H1426+428 is classified as a blazar. It is also a distant source of TeV gamma rays. It has low power and a synchrotron peak that is above 100 KeV. Furthermore, H1426+428 is possibly hosted in an elliptical galaxy and is luminous in X-ray bands. It has a 2-6 keV luminosity of ~10^{44} erg s^{−1}.

The gamma emission in H1426+428 is found to have an average flux. Its spectrum is very steep and shows a differential spectral index of γ = -3.60 ± 0.57, when observed by the Cosmic Anisotropy Telescope (CAT) in Very High energy gamma ray bands between 1998 and 2000. This steep spectrum is mainly contributed by the absorption of gamma rays in the intergalactic medium or by diffused cosmic infrared background.

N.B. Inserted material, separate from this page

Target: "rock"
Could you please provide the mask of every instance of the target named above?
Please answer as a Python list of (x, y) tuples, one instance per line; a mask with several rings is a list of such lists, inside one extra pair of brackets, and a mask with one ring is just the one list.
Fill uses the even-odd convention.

In 2002, H1426+428 exhibited variability in the 3-24 keV X-ray spectra. However in 2006, it was in a period of X-ray inactivity, showing no gamma rays, when observed by CELESTE Cherenkov telescope . The Tev activity in H1426+428 only increased just before 2008, with it experiencing flare activity for four days in 2009. A long-term X-ray flare was detected in H1426+428 in January 2021 by the X-ray telescope onboard Neil Gehrels Swift Observatory. This was followed by a very high energy gamma ray flux in March 2021.

H1426+428 has a compact radio core with a ~ 17 mJy flux density. In additional, it has a faint radio jet extending towards northwest with a project position angle of -25°. There is also a faint radio halo that is surrounding the radio core as well but it has weak radio and optical polarization.